U.S. stocks edged lower after the latest monthly jobs report, but remained on track for weekly gains.

The S&P 500 slipped 0.7% Friday morning, a day after the benchmark index jumped 1.5% to log a fourth consecutive gain, its longest winning streak since March. The Dow Jones Industrial Average pared slim gains and slipped 0.4%. The tech-focused Nasdaq Composite lost 0.9%. 

The June jobs report showed that rising interest rates and high inflation are so far not affecting hiring, which remains strong. The U.S. economy added 372,000 jobs in June, well above the 250,000 expected by economists surveyed by The Wall Street Journal.

Some analysts said that the strong jobs report increased chances that the Fed would proceed with a 0.75-percentage-point increase at its next meeting. The Fed raised interest rates by that much in June, its largest interest-rate increase since 1994.

“It gives the Fed a little bit more confidence that it can move aggressively without severely hurting the labor market,” said Mona Mahajan, senior investment strategist at Edward Jones. 

However, Ms. Mahajan said that historically, such aggressive interest-rate hikes eventually dent the economy.

“At some point they will hit the real economy,” she said.

Friday’s moves mark a sharp shift from the rest of the week. The U.S. stock market has rebounded this week amid lighter-than-average trading volumes as weak economic figures have led investors to question how aggressively the Fed will raise interest rates to fight inflation down the road. Lately, data have shown a drop in activity in industries ranging from manufacturing to home construction, accelerating worries among traders that the economy is headed for a recession. 

This week, U.S. central bankers reaffirmed their commitment to fighting inflation, first in minutes from the Fed’s June meeting, and then again on Thursday when two Fed officials signaled support for another 0.75-percentage-point interest-rate increase later this month. Both also indicated that recession fears may be overblown. 

“I think there has been this relief that central banks, particularly the Federal Reserve, will get a handle on inflation,” said Susannah Streeter, senior investment and markets analyst at Hargreaves Lansdown. “Inflation, and the pain that it’s causing and could cause in the future if it continues to spiral out of control, is considered to be the biggest risk for financial stability for economies.”

Despite the losses Friday, major indexes are on track to end the week with gains. The S&P 500 has risen 1.3% this week, while the Dow has added 0.5%. The tech-heavy Nasdaq has jumped 3.3%.

Many expect the release of inflation data and the start of second-quarter earnings season next week to bring more choppiness.

“It feels like neither the bears nor the bulls have any conviction right now,” said

Viraj Patel, global macro strategist at Vanda Research.

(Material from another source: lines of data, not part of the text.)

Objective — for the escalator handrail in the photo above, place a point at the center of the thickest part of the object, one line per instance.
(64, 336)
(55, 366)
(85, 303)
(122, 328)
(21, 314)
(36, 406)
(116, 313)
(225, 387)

Shares of growth and technology stocks pulled back, unwinding some of the gains the group notched this week. Throughout the week, investors scooped up shares of beaten-down growth companies as they assessed the risk of a recession.

Twitter fell 4.1% after it said Thursday it would lay off 30% of its talent-acquisition team.

GameStop

sank 9.1% after the retailer also said it was cutting staff and terminated its finance chief.

U.S. stocks on Thursday posted their fourth consecutive session of gains.

Photo: Michael Nagle/Bloomberg News

Worries about a recession on the horizon have dominated lately. A closely watched recession predictor, the yield curve, remained inverted Friday, with the yield on two-year government bonds trading higher than the 10-year equivalent. The yield on the benchmark 10-year Treasury note rose after the monthly jobs report to trade at 3.069%, up from 3.007% Thursday. 

The yield on two-year government bonds traded at 3.113%, up from 3.039% in the previous session. Yields fall when bond prices rise. 

Elsewhere in markets, Brent crude, the international benchmark for oil prices, ticked up. Earlier this week, oil prices plunged amid recession fears. Brent most recently gained 0.3% to $104.88 a barrel.

The dollar climbed, with The WSJ Dollar Index, which measures the greenback against a basket of 16 currencies, up 0.2%. The euro fell 0.2% to trade around $1.0147, putting the common currency within striking distance of parity, or equal value with the dollar.

Overseas, the pan-continental Stoxx Europe 600 edged up 0.1%. In Asia, trading was mixed. Hong Kong’s Hang Seng rose 0.4%, while the Shanghai Composite fell 0.2%. In Japan, the Nikkei 225 finished up 0.1%, paring earlier gains following news that former Prime Minister Shinzo Abe was shot during a speech. Mr. Abe later died.